Auf Fotos sticht der Mann im Anzug mit den zurückgekämmten Haaren und der runden, schwarzen Brille sofort heraus. Der intellektuelle Habitus war ein Markenzeichen des gebürtigen Schweizers, der eigentlich Charles-Édouard Jeanneret-Gris hieß, sich dann aber einen galanteren Namen zulegte, bevor er zu einem der einflussreichsten Architekten des 20. Jahrhunderts aufstieg. Als Architekturtheoretiker, Stadtplaner, Maler, Fotograf und Möbeldesigner war Le Corbusier, Jahrgang 1887, seiner Zeit voraus. Sein Konterfei ziert noch heute -ehrenhalber - den Zehn-Franken-Schein in der Schweiz.

Den posthumen Jubelreigen eröffnete im Frühjahr 2015 das Pariser Centre Pompidou. Unter dem Ausstellungstitel "Les Mesures de l'Homme" ("Schritte des Menschen") feierte das Museum den Wahlfranzosen als Architektur-Titanen, der auf kompromisslose Modernität setzte, dabei das menschliche Maß aber nicht aus den Augen verlor. Die deutsche Tageszeitung "Die Welt" verwarf die materialreiche Schau indes als "große Corbu-Lüge", die von einer Geschichte bloß die Hälfte erzählt und die andere unter den Teppich kehrt".

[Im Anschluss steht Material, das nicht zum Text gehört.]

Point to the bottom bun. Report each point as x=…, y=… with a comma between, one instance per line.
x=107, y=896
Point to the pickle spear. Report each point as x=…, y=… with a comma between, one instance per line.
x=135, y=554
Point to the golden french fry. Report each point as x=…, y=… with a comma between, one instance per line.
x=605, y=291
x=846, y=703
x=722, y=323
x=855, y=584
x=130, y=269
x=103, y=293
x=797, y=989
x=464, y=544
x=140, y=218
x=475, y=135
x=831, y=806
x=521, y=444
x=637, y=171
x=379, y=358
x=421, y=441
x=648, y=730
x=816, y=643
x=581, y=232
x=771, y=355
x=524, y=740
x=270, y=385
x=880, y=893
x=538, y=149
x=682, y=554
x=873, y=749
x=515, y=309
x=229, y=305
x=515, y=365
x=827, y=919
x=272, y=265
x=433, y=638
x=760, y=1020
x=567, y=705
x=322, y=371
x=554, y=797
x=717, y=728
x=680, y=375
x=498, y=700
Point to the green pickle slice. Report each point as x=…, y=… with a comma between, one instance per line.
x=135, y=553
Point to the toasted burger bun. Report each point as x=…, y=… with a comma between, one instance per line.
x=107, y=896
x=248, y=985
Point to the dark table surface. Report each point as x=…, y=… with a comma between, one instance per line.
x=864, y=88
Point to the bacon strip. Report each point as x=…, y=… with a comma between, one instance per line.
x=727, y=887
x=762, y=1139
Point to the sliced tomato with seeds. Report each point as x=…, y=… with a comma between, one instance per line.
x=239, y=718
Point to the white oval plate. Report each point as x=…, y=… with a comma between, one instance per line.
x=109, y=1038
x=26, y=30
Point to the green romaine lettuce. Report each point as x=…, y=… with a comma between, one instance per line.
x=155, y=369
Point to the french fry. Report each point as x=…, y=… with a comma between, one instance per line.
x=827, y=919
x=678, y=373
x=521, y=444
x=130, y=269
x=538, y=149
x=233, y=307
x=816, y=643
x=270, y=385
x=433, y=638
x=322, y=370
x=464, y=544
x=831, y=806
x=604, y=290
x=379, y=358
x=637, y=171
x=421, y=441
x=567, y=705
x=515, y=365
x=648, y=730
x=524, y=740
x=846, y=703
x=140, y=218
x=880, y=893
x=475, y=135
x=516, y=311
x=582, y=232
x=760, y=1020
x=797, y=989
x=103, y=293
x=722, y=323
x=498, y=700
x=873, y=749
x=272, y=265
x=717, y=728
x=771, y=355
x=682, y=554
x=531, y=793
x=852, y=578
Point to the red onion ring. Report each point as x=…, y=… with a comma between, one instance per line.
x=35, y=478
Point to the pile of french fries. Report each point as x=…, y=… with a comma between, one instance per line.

Umstrittener Weltarchitekt

An Le Corbusier, soviel ist klar, scheiden sich die Geister bis heute: Die einen preisen das Jahrhundertgenie, das die ideale Stadt ertüftelte - mit Wohnmaschinen im Grünen für zehntausende Menschen etwa in Marseille, Nantes-Rezé oder Berlin. Sie würdigen den Baukünstler, der das Haus der Cité Internationale Universitaire in Paris ebenso entwarf wie das Erziehungsministerium in Rio de Janeiro oder das Verwaltungs- und Kulturzentrum im indischen Chandigarh. Und seine Kritiker? Bei ihnen kommt der Archtitekur-Star vor allem menschlich schlecht weg. Schenkt man ihnen Glauben, war Le Corbusier ein Ausbund an Arroganz, der sein Personal gnadenlos ausbeutete.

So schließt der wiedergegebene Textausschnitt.